“In those whom I like, I can find no common denominator; in those whom I love I can: they all make me laugh.” - W. H. Auden
Yesterday, I told my brother he's the funniest person I know. But I had to amend it to the second funniest person I know. If you were to ask me to name the absolute funniest person I know, I wouldn't be able to do it (not a bad problem to have, huh?)
My brother Adam is hysterically funny and is definitely one of the wittiest people I know. He has such a deadpan delivery of lines that you can't help but laugh at his stories. He told the story of working with the fire department to find the body of a person who drowned in a river. Afterward, one of the officers came up to him and a colleague to debrief them. “How do you feel right now?” the officer asked. The reply from the guys? “Hungry.”
Last year, my sister and I took Adam on a cruise just after he graduated from college. We kept a book of quotes from the trip and one of my favorites was, “Sleeping late, drinking, staying up until 1 a.m. This is what I used to do in college… last week.” Another was when my sister was questioning him about women.
Erin: “What's the fascination with twins?”
Adam: “There are two of them.”
Erin: “Then how about triplets?”
Adam: “Nah, that's a crowd.”
SJ is definitely in the running for the funniest person in my life. Our conversations and emails are filled with one-liners and inside jokes. In fact, one of the reasons we started this blog was to see how well our humor translated to people who are not either her or I. She told a great story last week about a friend of hers who got stuck in New Orleans during the first hurricane. She and her new husband were stuck in a hotel that was eventually abandoned by the workers. They made it out of the city by giving $100 to two guys who drove them out in a vehicle they had just carjacked (“Nice car… and you don't even need a key to start it! So, where are y'all from?”). SJ, her husband and their friend had a great time picturing the scenario in that car and the possibility that the newlyweds got in on the lawlessness. “The fuzz! Take this gun and shoot out the back window!”
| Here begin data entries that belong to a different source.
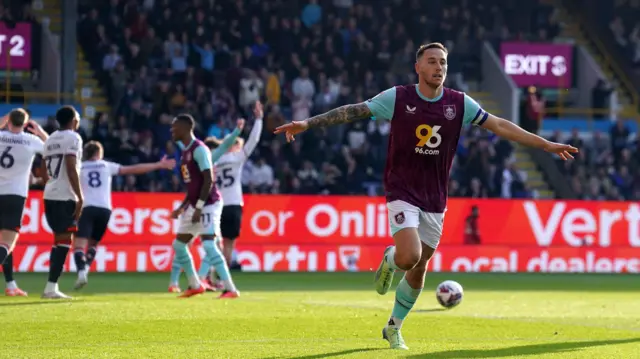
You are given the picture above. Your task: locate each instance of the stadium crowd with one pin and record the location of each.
(214, 59)
(607, 168)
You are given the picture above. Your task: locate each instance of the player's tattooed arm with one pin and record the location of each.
(343, 114)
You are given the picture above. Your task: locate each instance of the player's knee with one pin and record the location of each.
(184, 238)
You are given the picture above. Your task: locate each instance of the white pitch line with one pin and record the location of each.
(435, 312)
(283, 341)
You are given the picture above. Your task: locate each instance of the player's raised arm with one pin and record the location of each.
(142, 168)
(256, 131)
(73, 173)
(228, 142)
(381, 106)
(203, 158)
(475, 115)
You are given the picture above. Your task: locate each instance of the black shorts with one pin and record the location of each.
(230, 221)
(11, 208)
(93, 223)
(60, 216)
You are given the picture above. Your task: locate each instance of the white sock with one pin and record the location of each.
(395, 323)
(12, 285)
(51, 287)
(228, 285)
(194, 282)
(390, 258)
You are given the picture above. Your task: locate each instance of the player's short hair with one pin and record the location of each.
(18, 117)
(91, 149)
(433, 45)
(187, 120)
(65, 116)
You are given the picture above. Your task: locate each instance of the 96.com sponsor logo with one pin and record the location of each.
(354, 258)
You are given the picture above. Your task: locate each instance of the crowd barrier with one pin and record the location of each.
(344, 233)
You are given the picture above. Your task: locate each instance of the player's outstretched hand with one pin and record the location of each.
(291, 129)
(562, 150)
(166, 163)
(258, 110)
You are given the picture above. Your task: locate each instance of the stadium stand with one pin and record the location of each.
(158, 59)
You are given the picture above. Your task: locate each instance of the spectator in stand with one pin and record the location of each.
(214, 59)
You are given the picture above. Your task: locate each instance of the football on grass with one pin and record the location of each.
(449, 294)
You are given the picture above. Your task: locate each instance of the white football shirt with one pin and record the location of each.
(228, 168)
(58, 145)
(17, 151)
(95, 179)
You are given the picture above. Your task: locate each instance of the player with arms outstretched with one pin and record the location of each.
(95, 178)
(63, 198)
(201, 209)
(426, 120)
(228, 171)
(17, 151)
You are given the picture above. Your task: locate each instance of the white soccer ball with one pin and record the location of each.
(449, 294)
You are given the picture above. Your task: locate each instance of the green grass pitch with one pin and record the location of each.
(326, 315)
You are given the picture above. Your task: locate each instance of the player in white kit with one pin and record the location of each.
(228, 171)
(17, 150)
(63, 197)
(95, 179)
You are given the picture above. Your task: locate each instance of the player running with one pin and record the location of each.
(426, 120)
(201, 209)
(95, 179)
(228, 171)
(17, 150)
(63, 197)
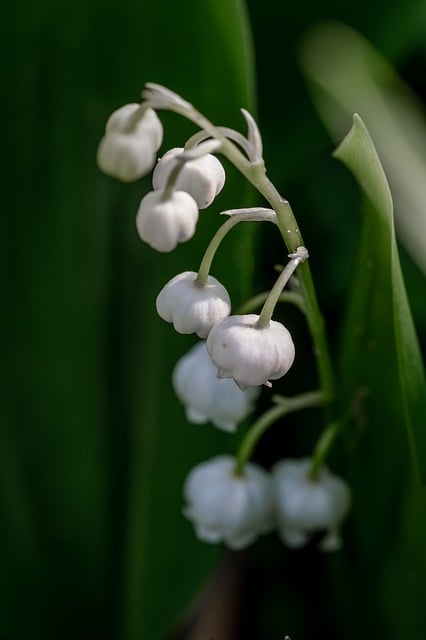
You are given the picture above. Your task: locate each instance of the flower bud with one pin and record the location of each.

I have some pretty hysterical coworkers (although I laugh at some of them because of their stupidity rather than the humor in what they say). Last week, we were talking about someone who committed suicide. While that is obviously not a laughing matter in itself, I couldn't keep a straight face during the following exchange:
Woman: “How did he kill himself?”
Man (dropping his voice into a very serious tone): “I heard it was suicide.”
I had a friend once who helped me develop awesome abdominal muscles from our phone conversations. They were conversations that lasted for hours every night and I spent the majority of the time laughing hysterically. He once got food poisoning and turned it into a whole story about the tape worm living inside him (I believe its name was “Wormy.”) He would have to eat certain things to keep the worm satisfied. A sample email message from when he went out to Colorado last year: “There was actually a vote today and I am the new Mayor of Breckenridge.... the vote was actually done by myself and a conifer tree along some remote trail... I took its silence as support and moved ahead with the swearing in ceremony... which was actually a "swearing at" ceremony because I was blocking the trail with my podium and people were trying to get by...”
Once I got over the concerns I had about being friends with someone who thinks like that, I actually found it pretty funny!
I had some rough days recently and the worst one was when I realized I had gone almost all day without laughing. But a quick call to SJ took care of that. I'm lucky to have enough people in my life to ensure I will never go a day without finding something to guffaw at. Now, get off your computer and go find something to laugh about. If you can't, get in touch with me and I'll give you SJ's number.